Not Full strength, mind you, as Metro Access is closed today except for medical trips for dialysis, etc, but buses and trains are all running today, to all stations. They dug out 106 miles of track below the 8″ mark to let trains pass safely, and thanks to the works of the DDOT Plows, the bus routes are clear enough for passage. Be safe out there.
WMATA has announced they will not restart bus service or above-ground rail first thing in the morning, and will likely not resume service right away. There are a lot of factors at play here, including temperature and speed of plowing, but if I were a betting man, I’d say Bus service back on track by noon, and rail by 3pm. But, that’s entirely up to the good folks at Metro, so watch for more updates as they happen.
In addition: Metrobus and Metro Access will stop running at 1:30pm.
The reason for the closures at 8″ of snow is that if the third-rail is covered, it can no longer transmit the necessary running power for the trains, meaning you could get stranded by the snow. Once they’ve cleared up the snow, they’ll return to normal service, but I’d expect that to be tomorrow at the very earliest. You can read more about Metro’s snow policies on their site.
Steven Taubenkibel of Metro has just said that road conditions are far too treacherous to continue service. For the remainder of the day, they’ll run empty deicer trains on the above-ground tracks, so you may still see trains on the tracks, but there will be no service there. They are emphasizing safety, asking people to stay off the roads so they can be cleared for service.
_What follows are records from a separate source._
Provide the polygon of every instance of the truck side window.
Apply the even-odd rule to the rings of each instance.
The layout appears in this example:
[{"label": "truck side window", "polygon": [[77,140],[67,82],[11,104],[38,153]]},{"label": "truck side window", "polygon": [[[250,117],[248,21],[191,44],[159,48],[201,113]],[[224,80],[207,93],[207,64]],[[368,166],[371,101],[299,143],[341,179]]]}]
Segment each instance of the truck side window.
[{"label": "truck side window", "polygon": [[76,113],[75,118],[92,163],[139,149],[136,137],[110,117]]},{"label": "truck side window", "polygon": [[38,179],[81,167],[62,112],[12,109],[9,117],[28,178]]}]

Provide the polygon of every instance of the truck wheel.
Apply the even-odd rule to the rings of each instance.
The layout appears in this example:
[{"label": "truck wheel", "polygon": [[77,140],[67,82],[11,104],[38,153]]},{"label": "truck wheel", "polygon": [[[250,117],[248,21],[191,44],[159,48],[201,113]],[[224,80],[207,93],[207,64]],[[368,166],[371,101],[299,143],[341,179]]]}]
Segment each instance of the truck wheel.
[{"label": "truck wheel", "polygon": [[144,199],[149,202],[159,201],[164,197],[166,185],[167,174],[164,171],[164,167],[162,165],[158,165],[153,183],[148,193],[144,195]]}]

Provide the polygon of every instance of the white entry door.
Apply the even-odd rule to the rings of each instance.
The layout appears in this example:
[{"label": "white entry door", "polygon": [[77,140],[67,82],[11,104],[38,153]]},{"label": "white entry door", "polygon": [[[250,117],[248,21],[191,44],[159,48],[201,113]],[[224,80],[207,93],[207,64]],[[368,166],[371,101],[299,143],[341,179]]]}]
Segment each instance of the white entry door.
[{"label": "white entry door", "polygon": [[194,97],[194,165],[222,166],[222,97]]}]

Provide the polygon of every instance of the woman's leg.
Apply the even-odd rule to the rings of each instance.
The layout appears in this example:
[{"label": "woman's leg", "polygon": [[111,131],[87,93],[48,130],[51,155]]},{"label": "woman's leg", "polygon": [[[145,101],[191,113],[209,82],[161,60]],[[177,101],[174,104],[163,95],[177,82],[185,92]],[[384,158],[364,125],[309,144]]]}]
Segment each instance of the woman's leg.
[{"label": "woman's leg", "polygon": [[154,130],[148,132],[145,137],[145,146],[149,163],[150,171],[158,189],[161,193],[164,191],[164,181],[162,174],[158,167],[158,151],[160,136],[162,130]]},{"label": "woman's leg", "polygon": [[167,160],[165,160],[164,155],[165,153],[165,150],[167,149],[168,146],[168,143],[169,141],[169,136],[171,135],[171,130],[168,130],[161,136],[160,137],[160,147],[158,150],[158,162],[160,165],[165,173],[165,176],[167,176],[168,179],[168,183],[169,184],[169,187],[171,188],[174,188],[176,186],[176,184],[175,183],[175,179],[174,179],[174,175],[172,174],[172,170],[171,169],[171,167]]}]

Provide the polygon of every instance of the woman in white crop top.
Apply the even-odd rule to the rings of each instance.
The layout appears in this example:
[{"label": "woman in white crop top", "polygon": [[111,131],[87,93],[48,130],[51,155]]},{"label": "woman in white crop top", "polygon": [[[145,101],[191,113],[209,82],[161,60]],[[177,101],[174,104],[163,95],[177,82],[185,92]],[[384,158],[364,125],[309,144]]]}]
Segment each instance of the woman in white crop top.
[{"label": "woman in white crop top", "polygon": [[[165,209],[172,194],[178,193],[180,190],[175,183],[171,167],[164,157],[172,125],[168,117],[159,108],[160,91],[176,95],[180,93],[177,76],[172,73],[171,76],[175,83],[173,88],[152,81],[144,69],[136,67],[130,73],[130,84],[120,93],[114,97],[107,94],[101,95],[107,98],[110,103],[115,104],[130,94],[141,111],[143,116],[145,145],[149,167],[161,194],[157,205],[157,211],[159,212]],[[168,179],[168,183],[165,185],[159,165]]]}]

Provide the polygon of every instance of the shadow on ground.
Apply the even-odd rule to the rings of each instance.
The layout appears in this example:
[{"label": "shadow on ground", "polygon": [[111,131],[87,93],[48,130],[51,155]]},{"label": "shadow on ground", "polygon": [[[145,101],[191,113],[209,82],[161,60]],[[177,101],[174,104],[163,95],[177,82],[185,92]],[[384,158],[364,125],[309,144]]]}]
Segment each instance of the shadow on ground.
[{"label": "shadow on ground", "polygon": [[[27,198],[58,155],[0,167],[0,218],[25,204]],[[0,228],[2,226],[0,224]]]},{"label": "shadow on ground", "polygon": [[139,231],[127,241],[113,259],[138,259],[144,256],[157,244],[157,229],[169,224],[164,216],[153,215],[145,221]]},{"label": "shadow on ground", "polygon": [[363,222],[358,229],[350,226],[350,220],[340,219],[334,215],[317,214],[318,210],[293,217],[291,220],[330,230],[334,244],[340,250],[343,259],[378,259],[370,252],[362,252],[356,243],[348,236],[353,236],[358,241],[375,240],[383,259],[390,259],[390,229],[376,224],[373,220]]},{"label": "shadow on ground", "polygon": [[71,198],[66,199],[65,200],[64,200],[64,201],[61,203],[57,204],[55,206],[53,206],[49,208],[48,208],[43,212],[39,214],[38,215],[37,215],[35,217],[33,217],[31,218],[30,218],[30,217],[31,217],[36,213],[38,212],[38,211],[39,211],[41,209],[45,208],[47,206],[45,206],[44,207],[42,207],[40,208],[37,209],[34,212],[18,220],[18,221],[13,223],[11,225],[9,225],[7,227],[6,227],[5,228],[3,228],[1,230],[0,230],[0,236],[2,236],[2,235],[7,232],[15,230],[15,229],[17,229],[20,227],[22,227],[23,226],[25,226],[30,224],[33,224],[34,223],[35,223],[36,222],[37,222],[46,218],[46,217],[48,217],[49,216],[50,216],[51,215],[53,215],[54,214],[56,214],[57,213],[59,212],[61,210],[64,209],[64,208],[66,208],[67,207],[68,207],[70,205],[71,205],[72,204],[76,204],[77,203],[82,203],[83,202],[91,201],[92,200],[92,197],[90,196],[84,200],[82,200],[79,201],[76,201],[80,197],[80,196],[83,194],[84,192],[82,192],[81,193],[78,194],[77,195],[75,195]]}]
This should shock precisely no one, but WMATA is expressing some concern that riders are actually using their farecards until they’re empty. WMATA was hoping to use the $11M in unused fare-dollars for other budgetary purposes next year, but the rise in SmarTrip card usage (upwards of 70% on rail and 60% bus, now!), and the recession that has people keeping their farecards and reloading them, even when they have less than a fare on them. Metro had been tapping up to 5% of fares as a slush fund of sorts useful for paying small deficits, but with fewer farecards in use, their accountants are recommending only 3% of fares be used in that manner.
There are internal proposals at Metro to raise fares up to 15% to cover the budget gap.
$175 million. That is the current projected budget gap for Metro for the fiscal year. That is a gap some $30m larger than what was predicted just three months ago and you may be paying the difference. WaPo wrote today that Metro’s managers recommended this morning that up to $92 million of that gap be made up through fare hikes. That would require a full 25 cent increase on each fare, bus and rail, to cover 50% of the total shortfall. But why is Metro even worse off than expected?
Well revenues are down, of course. Way down. But why?
Officials said the main reason for the growing gap is the bad economy, which has meant fewer riders and less revenue.
Friends, you and I and everyone in between know that the economy, however recessed it might be, is NOT the reason Metro’s revenues are falling like crazy. Job loss is not why ridership is far below estimates. Does anyone even remotely believe this? Of course the economy has hurt every business, and Metro has to be run like a business (sort of). But COME ON WMATA. Walk up to a mirror and the answer to your falling revenue will look you right straight in the face.